Introduce a SidebarNavigationProvider React context that acts as the single source of truth for all sidebar navigation data, placed above both sidebar components in the tree.

The provider:

  • Fetches all navigation data once (shared between desktop and mobile)
  • Merges static pages.ts configuration with dynamically loaded sub-items immutably, using spread into a new array rather than mutating the original
  • Computes badge count totals from raw API responses
  • Exposes { items, totals } through useSidebarNavigation()
  • Wraps its context value in useMemo to avoid unnecessary re-renders when unrelated state changes

Dynamic sub-items per section are handled by dedicated hooks (e.g. useTaskDynamicItems()). The SidebarItem type gains an optional dynamicItemsSource field, which a page entry uses to declare that its sub-items are loaded at runtime. The provider maps source keys to hooks via a dynamicMap object.

DesktopSidebar and MobileSidebar are reduced to pure presentational components that read from the context and handle layout only.

Alternatives considered

Per-component fetching (status quo)

Keep data fetching in each sidebar component. Simple, co-located, but doubles all API calls and requires every new dynamic section to be wired into both components independently.

Props drilling from SecuredLayout

Fetch once in SecuredSidebar and pass data as props to both sidebars. Avoids duplication but creates a prop interface that grows every time a new data source is added, and SecuredLayout is a server component — it cannot call client-side SWR hooks.

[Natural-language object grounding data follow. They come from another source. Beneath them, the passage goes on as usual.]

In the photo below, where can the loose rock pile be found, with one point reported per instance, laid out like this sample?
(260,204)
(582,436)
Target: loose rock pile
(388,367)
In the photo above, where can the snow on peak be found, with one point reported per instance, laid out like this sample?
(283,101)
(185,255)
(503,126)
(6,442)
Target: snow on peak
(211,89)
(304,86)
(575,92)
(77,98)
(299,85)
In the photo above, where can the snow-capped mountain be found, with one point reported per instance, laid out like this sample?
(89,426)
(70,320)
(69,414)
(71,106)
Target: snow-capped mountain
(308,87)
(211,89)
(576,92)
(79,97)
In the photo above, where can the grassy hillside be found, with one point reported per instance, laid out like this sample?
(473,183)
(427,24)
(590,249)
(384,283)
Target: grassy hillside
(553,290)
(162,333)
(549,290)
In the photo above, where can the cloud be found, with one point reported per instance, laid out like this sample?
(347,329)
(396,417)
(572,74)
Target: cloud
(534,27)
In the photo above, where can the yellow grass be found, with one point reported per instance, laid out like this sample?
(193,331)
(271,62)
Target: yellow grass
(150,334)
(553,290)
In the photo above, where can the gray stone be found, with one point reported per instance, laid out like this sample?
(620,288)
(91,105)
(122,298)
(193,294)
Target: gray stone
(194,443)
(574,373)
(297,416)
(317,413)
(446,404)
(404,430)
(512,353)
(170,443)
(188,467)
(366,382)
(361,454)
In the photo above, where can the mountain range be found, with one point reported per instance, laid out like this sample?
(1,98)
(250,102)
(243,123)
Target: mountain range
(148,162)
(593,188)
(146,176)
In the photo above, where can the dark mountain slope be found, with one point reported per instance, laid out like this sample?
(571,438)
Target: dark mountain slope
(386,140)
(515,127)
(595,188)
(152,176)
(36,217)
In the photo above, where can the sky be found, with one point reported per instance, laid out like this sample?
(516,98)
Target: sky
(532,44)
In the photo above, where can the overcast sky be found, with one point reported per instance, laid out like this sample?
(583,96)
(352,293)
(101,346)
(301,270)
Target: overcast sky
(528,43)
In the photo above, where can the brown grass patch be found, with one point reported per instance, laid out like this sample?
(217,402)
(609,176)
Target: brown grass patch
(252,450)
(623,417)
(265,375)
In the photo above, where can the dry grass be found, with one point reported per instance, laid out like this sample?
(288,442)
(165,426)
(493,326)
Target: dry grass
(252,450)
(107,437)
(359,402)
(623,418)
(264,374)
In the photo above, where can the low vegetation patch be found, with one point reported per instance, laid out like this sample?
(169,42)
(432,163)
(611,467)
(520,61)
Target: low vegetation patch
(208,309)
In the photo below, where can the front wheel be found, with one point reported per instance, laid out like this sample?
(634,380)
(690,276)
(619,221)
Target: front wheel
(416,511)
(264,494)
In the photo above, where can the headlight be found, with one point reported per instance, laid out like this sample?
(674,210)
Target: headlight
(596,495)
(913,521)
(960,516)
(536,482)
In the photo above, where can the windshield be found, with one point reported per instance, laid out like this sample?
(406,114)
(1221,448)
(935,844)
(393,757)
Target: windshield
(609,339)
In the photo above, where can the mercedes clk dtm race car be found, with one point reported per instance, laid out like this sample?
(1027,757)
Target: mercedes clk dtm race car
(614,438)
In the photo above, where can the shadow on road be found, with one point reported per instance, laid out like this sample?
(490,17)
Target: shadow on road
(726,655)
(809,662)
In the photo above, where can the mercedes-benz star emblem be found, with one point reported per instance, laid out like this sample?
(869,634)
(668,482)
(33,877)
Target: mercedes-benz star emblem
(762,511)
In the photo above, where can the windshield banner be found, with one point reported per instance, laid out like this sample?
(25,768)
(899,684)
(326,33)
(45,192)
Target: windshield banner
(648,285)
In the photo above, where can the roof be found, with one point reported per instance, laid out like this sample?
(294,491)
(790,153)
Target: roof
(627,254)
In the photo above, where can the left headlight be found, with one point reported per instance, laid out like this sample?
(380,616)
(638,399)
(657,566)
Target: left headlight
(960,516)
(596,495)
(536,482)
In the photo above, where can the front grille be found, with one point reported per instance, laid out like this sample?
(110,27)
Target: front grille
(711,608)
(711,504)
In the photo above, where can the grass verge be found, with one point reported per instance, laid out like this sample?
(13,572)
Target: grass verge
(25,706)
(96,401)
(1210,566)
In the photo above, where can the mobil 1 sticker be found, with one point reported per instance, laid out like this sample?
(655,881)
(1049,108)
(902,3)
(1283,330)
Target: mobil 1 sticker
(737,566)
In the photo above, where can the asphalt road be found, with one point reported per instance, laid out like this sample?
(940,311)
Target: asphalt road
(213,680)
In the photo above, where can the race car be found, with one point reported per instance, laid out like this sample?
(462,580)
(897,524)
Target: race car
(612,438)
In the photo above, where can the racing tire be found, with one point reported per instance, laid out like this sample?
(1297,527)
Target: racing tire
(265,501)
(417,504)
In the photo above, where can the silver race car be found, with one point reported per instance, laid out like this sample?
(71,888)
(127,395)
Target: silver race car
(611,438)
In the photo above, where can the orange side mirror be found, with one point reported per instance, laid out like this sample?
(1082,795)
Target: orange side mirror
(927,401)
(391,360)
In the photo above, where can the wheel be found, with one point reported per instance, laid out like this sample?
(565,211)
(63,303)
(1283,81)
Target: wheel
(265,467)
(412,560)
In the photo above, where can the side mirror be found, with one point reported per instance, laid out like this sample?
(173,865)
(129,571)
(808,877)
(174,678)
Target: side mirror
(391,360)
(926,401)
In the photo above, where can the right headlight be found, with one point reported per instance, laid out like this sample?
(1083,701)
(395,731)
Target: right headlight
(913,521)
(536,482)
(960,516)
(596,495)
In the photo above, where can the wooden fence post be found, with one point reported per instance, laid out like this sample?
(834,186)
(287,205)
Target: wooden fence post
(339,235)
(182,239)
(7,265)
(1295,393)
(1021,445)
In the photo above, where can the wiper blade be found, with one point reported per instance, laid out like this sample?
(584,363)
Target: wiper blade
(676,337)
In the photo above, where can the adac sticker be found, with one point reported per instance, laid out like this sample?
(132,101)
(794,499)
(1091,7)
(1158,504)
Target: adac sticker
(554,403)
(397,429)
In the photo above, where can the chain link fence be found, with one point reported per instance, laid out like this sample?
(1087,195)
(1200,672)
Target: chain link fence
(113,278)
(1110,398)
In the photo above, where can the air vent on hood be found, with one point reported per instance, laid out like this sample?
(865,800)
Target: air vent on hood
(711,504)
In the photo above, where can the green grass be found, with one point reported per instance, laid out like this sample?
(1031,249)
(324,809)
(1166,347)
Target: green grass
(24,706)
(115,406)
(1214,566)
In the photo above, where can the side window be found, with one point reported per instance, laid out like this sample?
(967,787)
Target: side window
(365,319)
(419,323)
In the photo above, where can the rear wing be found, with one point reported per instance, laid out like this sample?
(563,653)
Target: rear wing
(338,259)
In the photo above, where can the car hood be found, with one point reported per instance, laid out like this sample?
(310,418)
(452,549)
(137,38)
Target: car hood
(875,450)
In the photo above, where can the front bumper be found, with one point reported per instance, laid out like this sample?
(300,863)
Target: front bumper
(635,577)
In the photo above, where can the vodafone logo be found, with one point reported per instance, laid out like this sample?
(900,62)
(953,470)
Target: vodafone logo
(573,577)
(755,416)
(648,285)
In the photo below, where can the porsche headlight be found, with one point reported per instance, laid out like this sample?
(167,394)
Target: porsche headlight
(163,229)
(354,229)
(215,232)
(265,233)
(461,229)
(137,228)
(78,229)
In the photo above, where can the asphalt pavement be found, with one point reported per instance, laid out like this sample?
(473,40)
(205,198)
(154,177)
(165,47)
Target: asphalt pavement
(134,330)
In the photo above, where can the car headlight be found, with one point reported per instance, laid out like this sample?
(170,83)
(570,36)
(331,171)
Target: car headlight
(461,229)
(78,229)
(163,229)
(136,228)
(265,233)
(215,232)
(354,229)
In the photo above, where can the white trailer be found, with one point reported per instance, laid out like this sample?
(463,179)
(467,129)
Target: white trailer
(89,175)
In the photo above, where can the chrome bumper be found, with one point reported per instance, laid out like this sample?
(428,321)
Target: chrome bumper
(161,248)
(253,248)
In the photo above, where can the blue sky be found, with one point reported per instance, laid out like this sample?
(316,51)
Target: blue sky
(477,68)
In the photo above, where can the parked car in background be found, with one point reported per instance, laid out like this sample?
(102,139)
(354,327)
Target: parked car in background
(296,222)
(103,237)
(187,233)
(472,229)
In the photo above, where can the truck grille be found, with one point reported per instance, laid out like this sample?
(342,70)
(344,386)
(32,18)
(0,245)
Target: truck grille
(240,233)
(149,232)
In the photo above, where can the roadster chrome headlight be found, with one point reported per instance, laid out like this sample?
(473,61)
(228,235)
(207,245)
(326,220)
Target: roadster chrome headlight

Global state (Zustand / Redux)

Use a client-side store instead of React context. More powerful, supports derived state and subscriptions, but introduces a new dependency and a different mental model. For a single feature tree shared between two components, a context is the right scope — the additional complexity of a store is not justified.

useContext with no provider (module singleton)

Share the data via module-level variables instead of a React context. Avoids the provider in the tree but is incompatible with React’s rendering model, cannot trigger re-renders, and is difficult to test.

Consequences

Positive

  • Each API endpoint is called exactly once per page load, regardless of how many sidebar instances are mounted
  • The pages constant is never mutated; the exported module remains as defined at import time
  • Adding a new dynamic section requires only: one new hook + one line in dynamicMap + dynamicItemsSource in pages.ts — no changes to presentation components
  • Desktop and mobile sidebars are guaranteed to show identical data (single source)
  • The provider is straightforward to unit test via renderHook

Constraints introduced

  • Any component that needs navigation data must be a descendant of SidebarNavigationProvider in the React tree
  • Dynamic item hooks must return SidebarItem[] (not undefined) — they return an empty array while loading
  • The dynamicMap key in the provider and the dynamicItemsSource value in pages.ts must match exactly; a mismatch silently produces no dynamic items (no error)

Still open

  • The dynamicItemsSource mismatch is silent. A future improvement could validate at startup that every dynamicItemsSource value in pages.ts has a corresponding key in dynamicMap.
  • Badge counts for dynamic items (user filters) are stored in SidebarItem.totals per-item rather than in the shared totals map. This works today but may need to be unified if the badge rendering logic changes.